Everyone keeps throwing around this “all the single mothers don’t have time to instill good values in their kids because they’re working 3 jobs” idea. I don’t know much about this issue, so maybe it’s true, but Cite?

Could you expand on the financial/legal reasons for not having in-school suspension anymore?

You know, alot of that problem could be fixed if all the white liberals, the ones who CLAIM to not be racist, who love to claim they love black people and celebrate MLK and all, would put THEIR kids into those schools.

This is an issue I’ve had alot of fun with over the years when I am around an arrogant white liberal who puts me down as some sort of semi-klansmen when I point out that their kids attend majority white schools and why dont they put their kids where their mouth is.

I dont have to “cite” anything.

I work around many single Mom’s on the night shift and I see and hear them all the time trying to parent over the phone “get in and do your spelling”, “go to bed”, “turn off the tv”.

But we work a late shift and its darn hard to get on to a day shift. Ok, they dont work 3 jobs technically but they work alot of overtime and 6th days for extra money.

Some of them have hearts of gold and I almost cry out for them.

I dont know about his situation but in ours, the in school suspension teacher was a separate paid position (with less pay than a regular teacher) and this position was often cut do to budgets. If not a separate position they relied on teachers to man that room but the problem there was a different teacher every hour with different attitudes towards it. Another was when the room was run by a substitute teacher.

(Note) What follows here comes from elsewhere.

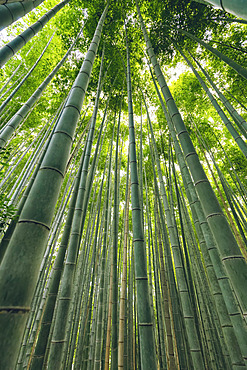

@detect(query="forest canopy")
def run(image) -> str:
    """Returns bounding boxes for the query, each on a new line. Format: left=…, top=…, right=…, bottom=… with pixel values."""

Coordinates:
left=0, top=0, right=247, bottom=370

Another problem is for the room to be effective, the kids had to get assignments from the teachers and some were better than others at sending down work. If no work, they get bored and cause trouble.

Lack of family planning is actually the harder part, as that is getting people to do things differently than they were taught o do them by their parents, and reinforced by the environment that they grew up in.

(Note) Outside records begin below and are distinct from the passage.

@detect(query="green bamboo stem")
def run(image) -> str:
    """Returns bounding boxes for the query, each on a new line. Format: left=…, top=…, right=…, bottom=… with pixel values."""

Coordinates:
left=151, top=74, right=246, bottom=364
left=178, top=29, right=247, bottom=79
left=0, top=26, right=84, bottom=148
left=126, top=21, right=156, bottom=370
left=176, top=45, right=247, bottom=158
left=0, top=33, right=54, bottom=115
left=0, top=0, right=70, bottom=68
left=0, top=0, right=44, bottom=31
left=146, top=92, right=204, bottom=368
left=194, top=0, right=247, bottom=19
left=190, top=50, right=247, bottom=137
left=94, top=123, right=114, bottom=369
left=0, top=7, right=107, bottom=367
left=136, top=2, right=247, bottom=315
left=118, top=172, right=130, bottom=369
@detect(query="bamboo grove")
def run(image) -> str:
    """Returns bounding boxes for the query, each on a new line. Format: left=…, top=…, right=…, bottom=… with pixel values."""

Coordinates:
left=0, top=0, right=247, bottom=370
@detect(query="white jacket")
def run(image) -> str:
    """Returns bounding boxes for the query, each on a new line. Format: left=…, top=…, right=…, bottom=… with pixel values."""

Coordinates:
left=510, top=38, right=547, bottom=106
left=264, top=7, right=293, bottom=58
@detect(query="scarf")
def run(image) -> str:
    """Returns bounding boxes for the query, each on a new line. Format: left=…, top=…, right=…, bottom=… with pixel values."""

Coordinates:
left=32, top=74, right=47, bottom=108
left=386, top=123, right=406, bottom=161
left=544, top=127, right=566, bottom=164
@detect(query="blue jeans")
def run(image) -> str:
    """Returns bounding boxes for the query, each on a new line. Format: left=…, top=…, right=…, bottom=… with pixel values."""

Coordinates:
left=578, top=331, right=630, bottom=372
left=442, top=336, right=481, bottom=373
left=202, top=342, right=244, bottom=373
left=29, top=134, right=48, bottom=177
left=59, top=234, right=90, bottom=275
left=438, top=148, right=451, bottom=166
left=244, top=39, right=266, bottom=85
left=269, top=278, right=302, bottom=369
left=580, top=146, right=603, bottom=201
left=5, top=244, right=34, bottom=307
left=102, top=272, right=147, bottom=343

Criminal justice can be reformed by simply choosing to do it. It’s complicated, sure, but it is something that society directly controls, rather than the habits of particular cultures.

My previous post had a few of those solutions. I am not going to say I know all the answers, and it is something that much of society needs to tackle, not just a couple guys on an internet message board, but I would say one of the easiest and most effective things would be to provide comprehensive daycare and preschool. This frees up quite a bit of the financial and temporal stresses a single mother has, and puts the children into an environment where they can be better looked after, in terms of their nutritional, social, and educational development.

Providing financial support to the mothers so that they are not required be out of the home working so much would be of great use as well.

Will this fix everything? Maybe, but I doubt it. I do think that it will fix enough that we can start looking at other causes of the generational poverty, and start addressing those.

Anecdotal… And I have bias here, as pretty much all of my contact with single mothers has been as co-workers, so by definition they have at least one job.

I have very rarely met a single mother that did not have at least 2 jobs, and the majority have had 3. It is hard to get a single job that will work around a schedule that involves kids, and many lose one or more of their jobs anytime a kid gets sick and they have to take off work. If they only have on job, they are looking for a second, and even with two, they are still looking to pick up some hours somewhere.